I've yet to meet a good mathematician who didn't know more about probability and statistics than 90% of the folks who call themselves statisticians. Math is math.
This myth that math geeks can't tell you anything useful is rather irritating. Sure some of them speak very abstractly, and they might use a technique that you don't understand to draw their conclusion, by they can also save you a lot of time by identifying a fools errand early on. Proper grounding in maths not simply an academic exercise.
Perhaps if one has a doctrate in model theory and has never strayed outside of the abstract algebra/group theory realm, they might not be qualified to speak on statistical problems. However, my experience has been that this is almost never the case. The mathematics people I've known have been, for the most part, extremely well versed in various forms of analysis, algebra, probability and, yes, statistics. You might be surprised how a lot of the deep mathematical concepts tie into statistical methods. There's more to it than performing t-tests.
Comments like yours are more or less exactly what I was speaking about. What makes you think that somebody with an advanced mathematics degree wouldn't know about statistics? Because it's not in the title? Go kick down the door of your local university math department and spring some statistics problems on them. You'll probably come out with the answers.
Perhaps your experience has been different from mine, maybe because I'm based in the UK - I know that US education tends to be more generalised.
Among my friends with or pursuing postgraduate degrees in pure mathematical disciplines, none have any particular knowledge of stats above the undergraduate level. As a master's student, I wouldn't imagine I count for much - but what I know about statistics could be written on the back of an envelope. It's something I've been meaning to remedy for a while now.

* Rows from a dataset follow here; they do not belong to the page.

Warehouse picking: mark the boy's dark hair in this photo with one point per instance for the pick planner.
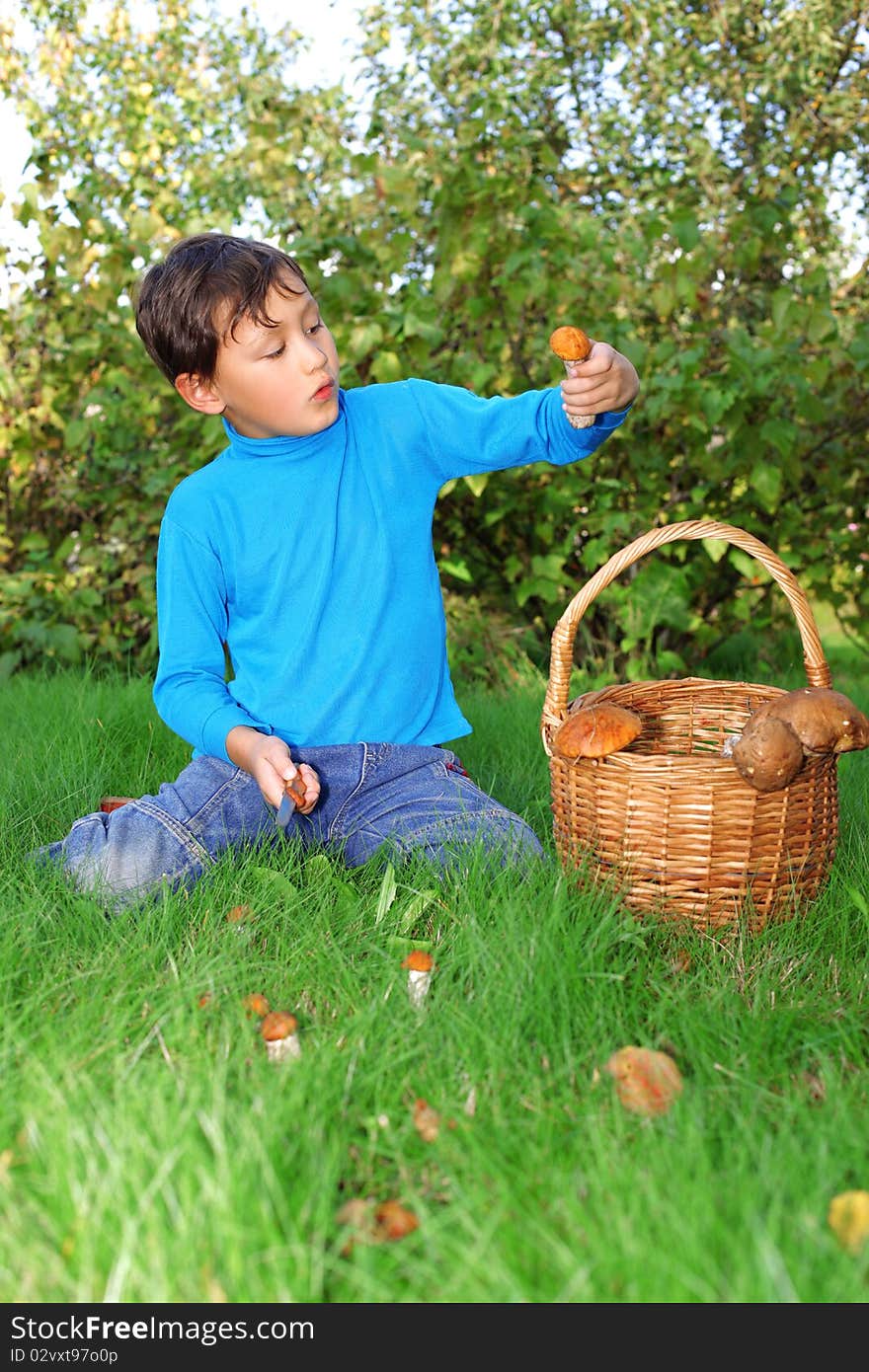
(179, 298)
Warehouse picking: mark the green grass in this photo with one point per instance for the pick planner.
(150, 1153)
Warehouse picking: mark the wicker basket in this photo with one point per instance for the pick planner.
(669, 818)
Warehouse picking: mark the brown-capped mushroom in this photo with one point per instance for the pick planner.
(573, 345)
(570, 343)
(596, 730)
(278, 1031)
(769, 753)
(823, 720)
(419, 966)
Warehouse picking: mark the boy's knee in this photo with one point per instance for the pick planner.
(452, 843)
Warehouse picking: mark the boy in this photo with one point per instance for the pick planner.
(303, 552)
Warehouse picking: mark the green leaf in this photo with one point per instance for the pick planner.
(766, 481)
(389, 890)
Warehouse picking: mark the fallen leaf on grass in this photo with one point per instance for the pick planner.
(426, 1121)
(647, 1082)
(848, 1219)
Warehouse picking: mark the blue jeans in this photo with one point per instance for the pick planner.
(403, 799)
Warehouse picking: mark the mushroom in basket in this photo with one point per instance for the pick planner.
(596, 730)
(810, 722)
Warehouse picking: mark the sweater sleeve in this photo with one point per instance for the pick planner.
(190, 692)
(470, 433)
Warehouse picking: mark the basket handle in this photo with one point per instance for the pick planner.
(565, 632)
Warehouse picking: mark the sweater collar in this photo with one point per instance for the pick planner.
(284, 445)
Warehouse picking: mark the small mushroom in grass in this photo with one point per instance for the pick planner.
(848, 1219)
(394, 1221)
(647, 1082)
(278, 1031)
(596, 730)
(573, 345)
(769, 753)
(823, 720)
(419, 966)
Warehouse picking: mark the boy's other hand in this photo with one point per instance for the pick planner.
(270, 763)
(605, 380)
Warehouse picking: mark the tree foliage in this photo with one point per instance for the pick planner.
(669, 176)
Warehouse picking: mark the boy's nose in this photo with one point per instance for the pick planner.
(317, 354)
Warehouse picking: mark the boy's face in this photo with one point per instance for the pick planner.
(275, 382)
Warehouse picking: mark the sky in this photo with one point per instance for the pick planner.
(330, 25)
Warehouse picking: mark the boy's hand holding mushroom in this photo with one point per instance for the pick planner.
(602, 380)
(270, 763)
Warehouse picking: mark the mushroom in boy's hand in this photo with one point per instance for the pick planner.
(769, 753)
(573, 345)
(596, 730)
(281, 1041)
(823, 720)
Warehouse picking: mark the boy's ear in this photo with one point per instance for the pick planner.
(198, 393)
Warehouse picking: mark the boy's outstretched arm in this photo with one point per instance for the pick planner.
(268, 760)
(605, 382)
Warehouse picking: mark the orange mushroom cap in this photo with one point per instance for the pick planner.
(277, 1024)
(596, 730)
(419, 960)
(569, 343)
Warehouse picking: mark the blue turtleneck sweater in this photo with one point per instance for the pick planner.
(312, 560)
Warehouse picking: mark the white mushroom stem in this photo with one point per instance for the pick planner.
(577, 420)
(281, 1050)
(418, 985)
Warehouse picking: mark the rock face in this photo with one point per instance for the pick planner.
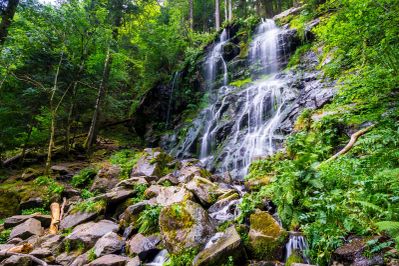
(90, 232)
(184, 225)
(144, 247)
(228, 245)
(29, 228)
(108, 244)
(106, 178)
(266, 237)
(153, 163)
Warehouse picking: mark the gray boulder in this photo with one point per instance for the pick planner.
(143, 246)
(108, 244)
(89, 233)
(110, 260)
(27, 229)
(227, 245)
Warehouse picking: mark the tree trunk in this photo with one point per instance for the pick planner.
(230, 11)
(217, 15)
(92, 135)
(6, 19)
(191, 15)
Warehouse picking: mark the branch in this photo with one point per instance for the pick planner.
(348, 146)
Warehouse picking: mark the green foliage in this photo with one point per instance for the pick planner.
(52, 188)
(148, 220)
(126, 159)
(4, 235)
(90, 205)
(84, 177)
(185, 258)
(35, 210)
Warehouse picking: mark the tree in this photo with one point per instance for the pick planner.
(6, 19)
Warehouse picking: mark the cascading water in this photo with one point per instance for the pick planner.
(296, 243)
(256, 120)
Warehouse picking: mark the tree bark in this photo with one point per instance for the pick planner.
(92, 135)
(191, 15)
(6, 19)
(217, 15)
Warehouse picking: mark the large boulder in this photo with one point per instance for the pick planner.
(75, 218)
(206, 191)
(109, 260)
(165, 196)
(143, 246)
(266, 237)
(106, 178)
(27, 229)
(184, 225)
(109, 243)
(228, 245)
(153, 163)
(88, 233)
(15, 220)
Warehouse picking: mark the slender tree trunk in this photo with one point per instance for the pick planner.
(92, 135)
(53, 111)
(191, 15)
(6, 19)
(230, 11)
(217, 15)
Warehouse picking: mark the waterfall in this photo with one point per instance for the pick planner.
(296, 243)
(214, 58)
(173, 86)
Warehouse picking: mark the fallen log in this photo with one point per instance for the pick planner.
(348, 146)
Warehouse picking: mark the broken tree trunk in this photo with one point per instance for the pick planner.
(348, 146)
(55, 217)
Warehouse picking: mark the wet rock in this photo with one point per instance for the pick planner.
(184, 225)
(144, 247)
(74, 219)
(266, 237)
(109, 243)
(28, 228)
(89, 233)
(228, 245)
(19, 260)
(109, 260)
(106, 178)
(15, 220)
(34, 202)
(165, 196)
(352, 253)
(152, 163)
(206, 191)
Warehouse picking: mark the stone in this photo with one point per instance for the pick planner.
(143, 246)
(206, 191)
(74, 219)
(228, 245)
(28, 228)
(184, 225)
(34, 202)
(19, 260)
(266, 237)
(15, 220)
(106, 178)
(109, 260)
(109, 243)
(90, 232)
(152, 163)
(165, 196)
(351, 253)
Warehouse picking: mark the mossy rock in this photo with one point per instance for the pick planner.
(266, 237)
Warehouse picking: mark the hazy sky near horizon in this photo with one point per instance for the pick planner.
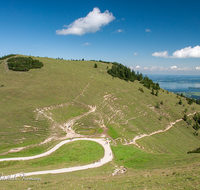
(150, 36)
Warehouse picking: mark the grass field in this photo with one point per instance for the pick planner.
(73, 154)
(36, 105)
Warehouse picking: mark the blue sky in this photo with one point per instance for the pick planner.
(161, 37)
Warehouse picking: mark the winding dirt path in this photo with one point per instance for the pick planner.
(108, 156)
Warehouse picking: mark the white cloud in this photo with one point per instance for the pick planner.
(86, 44)
(119, 31)
(187, 52)
(161, 54)
(173, 67)
(91, 23)
(148, 30)
(168, 69)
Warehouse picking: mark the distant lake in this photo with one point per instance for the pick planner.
(179, 87)
(177, 83)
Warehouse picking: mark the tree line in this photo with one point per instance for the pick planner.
(123, 72)
(23, 63)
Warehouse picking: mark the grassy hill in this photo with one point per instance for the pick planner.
(42, 103)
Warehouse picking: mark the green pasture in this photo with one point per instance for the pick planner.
(76, 153)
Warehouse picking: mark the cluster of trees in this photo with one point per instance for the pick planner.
(150, 84)
(123, 72)
(197, 121)
(23, 63)
(7, 56)
(189, 100)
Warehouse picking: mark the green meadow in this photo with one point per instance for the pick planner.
(36, 105)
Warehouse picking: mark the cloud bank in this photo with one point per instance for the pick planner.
(161, 68)
(148, 30)
(86, 44)
(187, 52)
(161, 54)
(89, 24)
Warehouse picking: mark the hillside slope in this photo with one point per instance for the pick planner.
(43, 103)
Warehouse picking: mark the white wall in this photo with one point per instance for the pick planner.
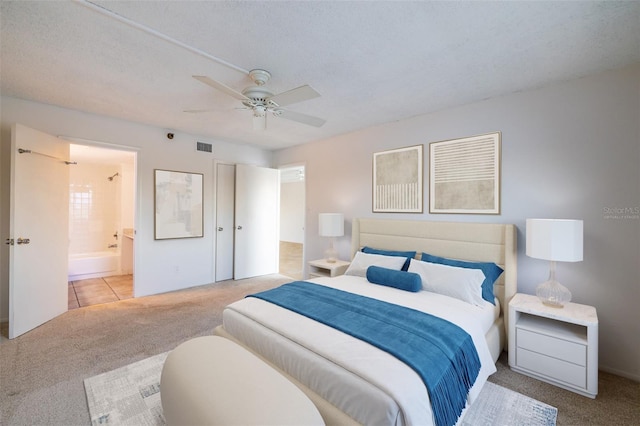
(571, 150)
(160, 266)
(292, 212)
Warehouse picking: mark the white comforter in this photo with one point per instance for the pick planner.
(368, 384)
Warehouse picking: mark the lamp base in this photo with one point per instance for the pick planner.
(554, 294)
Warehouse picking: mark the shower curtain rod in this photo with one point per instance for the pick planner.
(28, 151)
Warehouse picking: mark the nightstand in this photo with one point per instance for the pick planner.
(556, 345)
(322, 268)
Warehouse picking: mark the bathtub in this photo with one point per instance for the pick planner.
(93, 265)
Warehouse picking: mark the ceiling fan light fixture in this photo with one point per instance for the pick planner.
(260, 77)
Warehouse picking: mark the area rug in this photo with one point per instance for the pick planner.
(130, 395)
(498, 406)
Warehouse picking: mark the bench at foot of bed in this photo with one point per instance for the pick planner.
(212, 380)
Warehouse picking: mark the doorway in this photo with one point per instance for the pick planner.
(101, 225)
(292, 220)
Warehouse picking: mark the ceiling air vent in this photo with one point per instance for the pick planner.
(204, 147)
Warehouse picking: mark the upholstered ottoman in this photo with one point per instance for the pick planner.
(213, 381)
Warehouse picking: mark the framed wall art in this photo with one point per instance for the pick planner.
(464, 175)
(397, 180)
(178, 205)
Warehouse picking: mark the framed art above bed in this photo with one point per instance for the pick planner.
(397, 180)
(178, 204)
(464, 175)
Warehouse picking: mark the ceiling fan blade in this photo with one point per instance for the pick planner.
(259, 122)
(292, 96)
(220, 86)
(301, 118)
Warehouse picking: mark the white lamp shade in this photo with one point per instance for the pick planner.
(555, 239)
(331, 224)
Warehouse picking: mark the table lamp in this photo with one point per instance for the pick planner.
(556, 240)
(331, 225)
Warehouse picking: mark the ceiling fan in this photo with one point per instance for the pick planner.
(261, 101)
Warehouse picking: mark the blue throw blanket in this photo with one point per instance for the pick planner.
(442, 353)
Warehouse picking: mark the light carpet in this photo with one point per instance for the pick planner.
(130, 395)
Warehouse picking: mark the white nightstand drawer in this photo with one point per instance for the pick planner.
(557, 348)
(552, 367)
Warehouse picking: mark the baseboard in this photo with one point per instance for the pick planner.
(621, 373)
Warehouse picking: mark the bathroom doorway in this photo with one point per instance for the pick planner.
(101, 225)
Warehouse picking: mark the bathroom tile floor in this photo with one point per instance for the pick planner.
(95, 291)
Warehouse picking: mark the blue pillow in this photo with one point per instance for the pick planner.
(408, 254)
(402, 280)
(491, 272)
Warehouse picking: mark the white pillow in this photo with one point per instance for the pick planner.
(361, 261)
(462, 283)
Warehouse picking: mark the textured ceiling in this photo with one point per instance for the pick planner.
(372, 62)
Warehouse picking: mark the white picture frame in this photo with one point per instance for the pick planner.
(397, 180)
(464, 175)
(178, 204)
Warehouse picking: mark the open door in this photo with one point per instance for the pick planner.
(225, 211)
(39, 229)
(256, 221)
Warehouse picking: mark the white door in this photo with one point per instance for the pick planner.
(257, 221)
(225, 201)
(39, 228)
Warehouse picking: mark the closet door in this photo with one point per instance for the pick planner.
(225, 201)
(257, 211)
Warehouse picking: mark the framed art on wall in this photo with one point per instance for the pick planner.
(464, 175)
(397, 180)
(178, 204)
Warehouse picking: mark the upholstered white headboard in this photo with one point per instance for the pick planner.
(479, 242)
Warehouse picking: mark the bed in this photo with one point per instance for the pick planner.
(352, 382)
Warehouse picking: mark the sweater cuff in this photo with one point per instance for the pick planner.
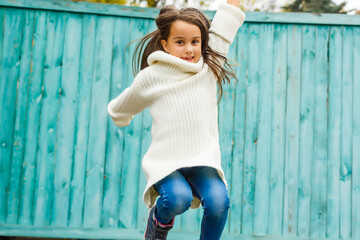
(227, 21)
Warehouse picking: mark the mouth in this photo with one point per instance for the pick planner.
(188, 59)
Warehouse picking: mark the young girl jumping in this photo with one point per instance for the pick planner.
(182, 63)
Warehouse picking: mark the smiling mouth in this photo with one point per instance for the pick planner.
(189, 59)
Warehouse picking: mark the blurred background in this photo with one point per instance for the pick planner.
(314, 6)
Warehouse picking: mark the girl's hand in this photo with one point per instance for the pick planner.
(235, 3)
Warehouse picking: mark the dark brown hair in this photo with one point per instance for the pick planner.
(152, 42)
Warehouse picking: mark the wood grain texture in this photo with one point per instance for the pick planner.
(289, 127)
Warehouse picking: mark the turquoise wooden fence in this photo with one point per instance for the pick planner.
(289, 128)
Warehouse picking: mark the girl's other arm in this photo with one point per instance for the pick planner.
(123, 108)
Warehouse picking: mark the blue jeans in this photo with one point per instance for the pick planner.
(176, 193)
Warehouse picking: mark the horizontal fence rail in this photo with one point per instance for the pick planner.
(289, 127)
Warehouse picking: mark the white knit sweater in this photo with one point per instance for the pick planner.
(182, 98)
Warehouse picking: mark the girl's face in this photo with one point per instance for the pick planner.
(184, 41)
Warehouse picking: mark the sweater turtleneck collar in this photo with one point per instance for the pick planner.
(161, 56)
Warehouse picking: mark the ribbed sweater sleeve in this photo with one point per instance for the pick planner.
(123, 108)
(224, 26)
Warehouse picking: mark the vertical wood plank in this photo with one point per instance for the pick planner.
(251, 134)
(49, 117)
(261, 207)
(334, 133)
(115, 139)
(346, 133)
(306, 128)
(276, 197)
(132, 156)
(356, 140)
(226, 126)
(2, 24)
(237, 165)
(20, 120)
(29, 165)
(77, 190)
(98, 122)
(66, 121)
(292, 132)
(10, 65)
(318, 184)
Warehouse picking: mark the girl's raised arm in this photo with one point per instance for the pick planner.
(225, 25)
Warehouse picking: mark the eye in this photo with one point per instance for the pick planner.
(195, 42)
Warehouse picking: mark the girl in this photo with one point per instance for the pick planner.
(181, 64)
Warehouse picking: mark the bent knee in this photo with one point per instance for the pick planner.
(217, 206)
(179, 202)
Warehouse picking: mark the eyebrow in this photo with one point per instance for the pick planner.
(183, 37)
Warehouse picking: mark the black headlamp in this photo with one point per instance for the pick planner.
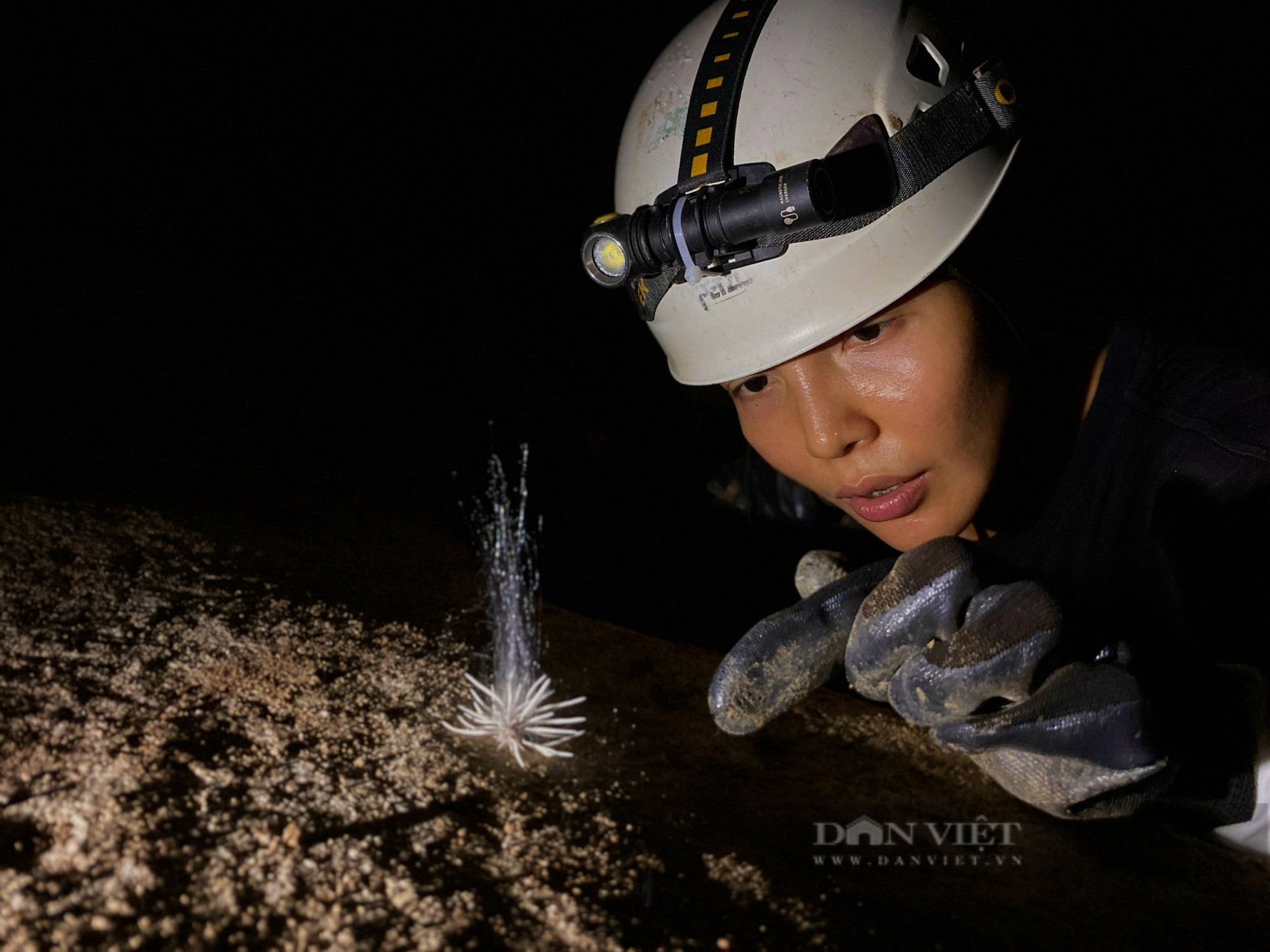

It's possible that tenured professors have a wider breadth of knowledge than the average PhD - and I admit that I wouldn't know if that were the case.
As for the depth of statistics as a field, and its reliance on other disciplines - I agree entirely. I think pure mathematicians are far more likely to be ignorant of statistics than statistical mathematicians are of, for example, analysis.
Love that term "elite overproduction". Never heard it before, but it makes sense to me. It definitely seems to describe a trend we see in this country. The political class, including lobbyists, consultants, pollsters and assorted hangers on, is so bloated it can only be fed by diverting resources through corruption and stagnation in the political process. This is something libertarians tend to warn about, while getting dismissed by partisans from both sides who only see it as a problem in any way when the other team is in power.